11 December 2010

Flying the Dragon

SpaceX successfully launched their Falcon 9 rocket, carrying the Dragon spacecraft into orbit. With all due respect to Burt Rutan and the folks at Scaled Composites, this is a much more significant event, as putting a craft into orbit and successfully recovering it is a much more difficult task than a sub-orbital hop.

What is interesting to me is that the next flight is scheduled for 12 April 2011, which will be the fiftieth anniversary of the first manned flight and the thirtieth anniversary of the first flight of the space shuttle.

It's hard to believe that it's been thirty years for the shuttle. Many of my coworkers weren't even born when it first flew, yet for me it seems to be only a moment. What's even harder (and more painful) to believe is that it only took twenty years to go from Vostok 1 to Columbia, but that the last thirty years has taken us from Columbia to soon to be nothing at all.

The darkness of space is nothing more than the veil of willful ignorance.

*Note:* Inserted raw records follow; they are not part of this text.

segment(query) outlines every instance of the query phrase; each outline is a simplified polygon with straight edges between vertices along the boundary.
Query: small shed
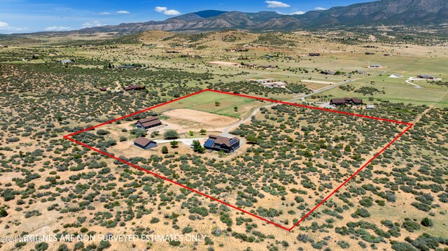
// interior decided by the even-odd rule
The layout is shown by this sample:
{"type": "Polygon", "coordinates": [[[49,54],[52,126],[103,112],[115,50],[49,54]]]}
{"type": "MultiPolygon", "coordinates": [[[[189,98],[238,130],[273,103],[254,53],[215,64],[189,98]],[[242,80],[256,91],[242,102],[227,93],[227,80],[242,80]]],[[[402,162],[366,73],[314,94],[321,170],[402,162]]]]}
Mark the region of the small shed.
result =
{"type": "Polygon", "coordinates": [[[134,145],[136,145],[140,148],[148,150],[154,148],[157,146],[157,143],[145,137],[139,137],[134,141],[134,145]]]}

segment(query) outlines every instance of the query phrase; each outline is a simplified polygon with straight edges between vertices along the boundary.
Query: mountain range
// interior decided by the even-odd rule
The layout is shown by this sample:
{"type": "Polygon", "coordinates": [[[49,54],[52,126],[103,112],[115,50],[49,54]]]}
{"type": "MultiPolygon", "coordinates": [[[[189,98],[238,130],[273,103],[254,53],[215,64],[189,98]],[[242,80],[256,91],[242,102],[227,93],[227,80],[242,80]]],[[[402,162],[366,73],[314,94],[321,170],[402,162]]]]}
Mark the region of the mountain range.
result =
{"type": "Polygon", "coordinates": [[[448,0],[379,0],[302,15],[272,11],[202,10],[164,21],[134,22],[85,28],[76,32],[137,33],[148,30],[200,31],[225,29],[290,31],[372,25],[428,25],[448,23],[448,0]]]}

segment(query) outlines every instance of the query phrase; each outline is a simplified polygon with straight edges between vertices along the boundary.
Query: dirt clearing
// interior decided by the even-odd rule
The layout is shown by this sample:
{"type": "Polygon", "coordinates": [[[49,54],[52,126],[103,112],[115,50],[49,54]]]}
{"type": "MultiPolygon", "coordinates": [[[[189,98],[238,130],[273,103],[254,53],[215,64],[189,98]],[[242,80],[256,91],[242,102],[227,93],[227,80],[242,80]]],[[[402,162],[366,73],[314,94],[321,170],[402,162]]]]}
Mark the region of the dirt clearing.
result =
{"type": "Polygon", "coordinates": [[[238,63],[234,63],[234,62],[225,62],[223,61],[212,61],[212,62],[209,62],[209,64],[218,64],[218,65],[223,65],[223,66],[238,66],[238,63]]]}
{"type": "Polygon", "coordinates": [[[317,84],[325,84],[325,85],[332,85],[335,83],[334,82],[328,82],[328,81],[318,81],[318,80],[303,80],[300,82],[304,82],[304,83],[315,83],[317,84]]]}
{"type": "Polygon", "coordinates": [[[190,109],[175,109],[168,110],[163,113],[163,115],[171,118],[189,120],[214,127],[230,125],[237,122],[239,120],[235,117],[190,109]]]}

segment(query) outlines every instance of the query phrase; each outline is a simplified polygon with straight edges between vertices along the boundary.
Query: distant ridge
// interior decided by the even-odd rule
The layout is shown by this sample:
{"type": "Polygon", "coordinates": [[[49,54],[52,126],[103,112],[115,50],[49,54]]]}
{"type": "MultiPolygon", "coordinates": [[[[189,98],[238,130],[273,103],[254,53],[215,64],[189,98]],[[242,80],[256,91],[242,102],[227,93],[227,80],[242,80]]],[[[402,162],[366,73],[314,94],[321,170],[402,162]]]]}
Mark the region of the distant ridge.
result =
{"type": "Polygon", "coordinates": [[[225,29],[251,31],[291,31],[372,25],[430,25],[448,23],[448,0],[379,0],[303,15],[272,11],[202,10],[164,21],[149,21],[85,28],[76,32],[132,34],[148,30],[196,32],[225,29]]]}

How many of today's engineers and scientists were inspired by watching those early launches? What will inspire the builders of the future?

For Elon Musk and his crew, I congratulate and thank you. In your honor, I think that I'll break open my copy of Heinlein's The Man Who Sold the Moon.

Godspeed, Falcon.

Tradition

I think that most sporting traditions are over-hyped. You hear all the time about how the rivalry between team X and team Y is one of the greatest in sports and then the teams switch conferences and it's no longer so important. Alternately, one team could go into the tank for a decade, which puts a damper on the enthusiasm. Finally, (and let's face it) sports is a business and business does what business must.

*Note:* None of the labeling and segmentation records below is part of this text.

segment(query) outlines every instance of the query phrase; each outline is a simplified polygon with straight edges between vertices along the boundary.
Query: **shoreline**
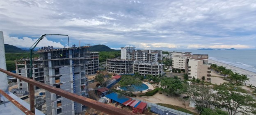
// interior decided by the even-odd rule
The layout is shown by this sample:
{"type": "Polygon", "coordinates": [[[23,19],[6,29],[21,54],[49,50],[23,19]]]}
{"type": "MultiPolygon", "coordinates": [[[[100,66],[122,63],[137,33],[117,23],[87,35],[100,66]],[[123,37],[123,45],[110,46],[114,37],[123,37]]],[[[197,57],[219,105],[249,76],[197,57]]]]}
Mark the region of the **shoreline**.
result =
{"type": "Polygon", "coordinates": [[[246,75],[247,77],[249,79],[249,81],[245,82],[245,83],[246,83],[247,84],[252,84],[253,86],[256,85],[256,73],[254,72],[210,59],[208,59],[208,63],[212,64],[216,64],[219,66],[222,65],[225,67],[227,69],[231,70],[234,72],[239,73],[240,74],[243,74],[246,75]]]}

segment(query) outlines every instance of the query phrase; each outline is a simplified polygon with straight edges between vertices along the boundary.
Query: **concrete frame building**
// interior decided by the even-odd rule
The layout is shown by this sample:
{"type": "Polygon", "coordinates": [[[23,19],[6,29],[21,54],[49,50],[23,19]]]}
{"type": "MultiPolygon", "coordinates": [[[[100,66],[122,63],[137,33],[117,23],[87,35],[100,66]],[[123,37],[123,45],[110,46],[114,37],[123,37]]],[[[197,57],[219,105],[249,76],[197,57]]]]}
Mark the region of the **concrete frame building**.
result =
{"type": "Polygon", "coordinates": [[[117,74],[133,73],[133,61],[130,60],[108,59],[107,71],[117,74]]]}
{"type": "Polygon", "coordinates": [[[121,59],[133,59],[133,51],[135,47],[121,47],[121,59]]]}
{"type": "Polygon", "coordinates": [[[152,75],[155,76],[163,74],[163,65],[156,63],[145,63],[135,61],[133,63],[133,73],[139,73],[141,75],[152,75]]]}
{"type": "MultiPolygon", "coordinates": [[[[43,73],[43,62],[39,60],[34,59],[33,60],[33,79],[37,81],[44,83],[44,75],[43,73]]],[[[17,74],[26,77],[30,77],[30,60],[28,59],[22,59],[16,60],[15,65],[16,72],[17,74]],[[18,67],[19,68],[18,68],[18,67]]],[[[28,91],[28,85],[27,82],[17,79],[18,88],[19,90],[28,91]]],[[[36,86],[35,89],[39,89],[36,86]]]]}
{"type": "Polygon", "coordinates": [[[187,58],[192,56],[190,53],[173,53],[172,56],[172,68],[185,70],[187,63],[187,58]]]}
{"type": "MultiPolygon", "coordinates": [[[[86,75],[96,73],[99,64],[98,53],[87,52],[89,47],[74,47],[38,51],[40,57],[34,59],[33,62],[33,79],[88,97],[86,75]]],[[[30,61],[23,59],[16,62],[17,74],[29,77],[30,61]],[[18,68],[21,65],[24,67],[18,68]]],[[[19,79],[17,81],[19,90],[28,90],[26,83],[19,79]]],[[[46,92],[46,115],[75,115],[84,111],[86,108],[84,105],[48,91],[46,92]]]]}
{"type": "Polygon", "coordinates": [[[206,81],[210,82],[210,65],[208,65],[208,55],[193,54],[187,59],[187,69],[186,73],[189,79],[193,77],[202,80],[205,77],[206,81]]]}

One of the few sporting traditions that I truly support is the Army-Navy football game. This isn't because of the great players or the quality of play; for the most part neither school attracts the best players and neither is likely to challenge for whatever passes as the national championship. Nor is it because of the importance of the game; nothing of any real meaning will be decided on the field.

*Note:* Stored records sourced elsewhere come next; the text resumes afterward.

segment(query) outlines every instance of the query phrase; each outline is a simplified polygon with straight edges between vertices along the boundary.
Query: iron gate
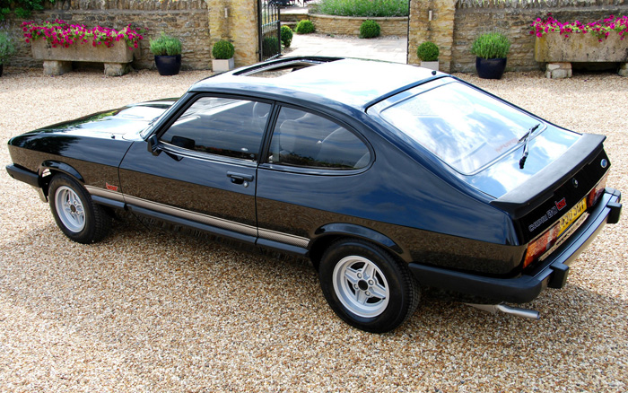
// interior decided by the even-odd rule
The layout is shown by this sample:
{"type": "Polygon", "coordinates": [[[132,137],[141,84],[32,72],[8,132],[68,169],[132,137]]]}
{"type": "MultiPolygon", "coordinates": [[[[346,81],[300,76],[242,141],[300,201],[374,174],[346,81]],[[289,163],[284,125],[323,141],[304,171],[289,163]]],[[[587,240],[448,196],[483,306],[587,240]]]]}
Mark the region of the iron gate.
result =
{"type": "Polygon", "coordinates": [[[277,57],[282,54],[279,4],[276,0],[257,0],[257,13],[259,61],[277,57]]]}

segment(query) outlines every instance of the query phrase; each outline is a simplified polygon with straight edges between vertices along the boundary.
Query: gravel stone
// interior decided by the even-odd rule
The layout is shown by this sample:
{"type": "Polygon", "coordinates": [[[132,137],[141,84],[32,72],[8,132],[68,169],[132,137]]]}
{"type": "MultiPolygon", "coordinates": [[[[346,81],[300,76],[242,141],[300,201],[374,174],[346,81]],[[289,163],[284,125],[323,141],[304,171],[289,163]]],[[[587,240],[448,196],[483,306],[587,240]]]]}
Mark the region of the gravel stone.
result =
{"type": "MultiPolygon", "coordinates": [[[[5,67],[0,159],[11,136],[127,103],[183,94],[207,72],[45,77],[5,67]]],[[[628,192],[628,79],[458,74],[549,121],[607,135],[608,186],[628,192]]],[[[401,328],[356,330],[317,275],[188,235],[117,221],[94,245],[55,225],[0,173],[0,391],[498,392],[628,390],[626,220],[606,226],[533,321],[423,299],[401,328]]]]}

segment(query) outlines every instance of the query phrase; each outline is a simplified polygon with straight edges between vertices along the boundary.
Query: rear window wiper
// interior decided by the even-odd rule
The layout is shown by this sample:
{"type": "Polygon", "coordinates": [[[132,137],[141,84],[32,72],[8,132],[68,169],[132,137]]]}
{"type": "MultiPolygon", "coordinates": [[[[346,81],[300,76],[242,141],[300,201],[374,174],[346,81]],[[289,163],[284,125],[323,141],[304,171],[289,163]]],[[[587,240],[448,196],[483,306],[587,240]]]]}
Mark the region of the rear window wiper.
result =
{"type": "Polygon", "coordinates": [[[520,170],[523,169],[523,166],[526,165],[526,160],[528,159],[528,141],[530,140],[530,135],[532,135],[533,132],[536,131],[536,128],[538,128],[541,126],[541,123],[537,123],[535,126],[532,126],[530,129],[528,130],[526,135],[521,136],[521,138],[519,140],[519,143],[521,143],[523,141],[523,156],[521,157],[521,160],[519,161],[519,168],[520,170]]]}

Instead, it is a great tradition precisely because it is a trivial event. When the United States is at war, many of the young men on the field will face opponents for whom the stakes are literally life and death very soon. They will have the opportunity to make critical decisions that could alter the fate of nations and they will be commanding dozens and then hundreds of other young men and women. But for one day each winter, all of this lies far ahead of them and all that matters for the hundred or so men on each team and the few thousand of their fellows in the stands is winning a football game.

How could any sporting event have a greater tradition than that?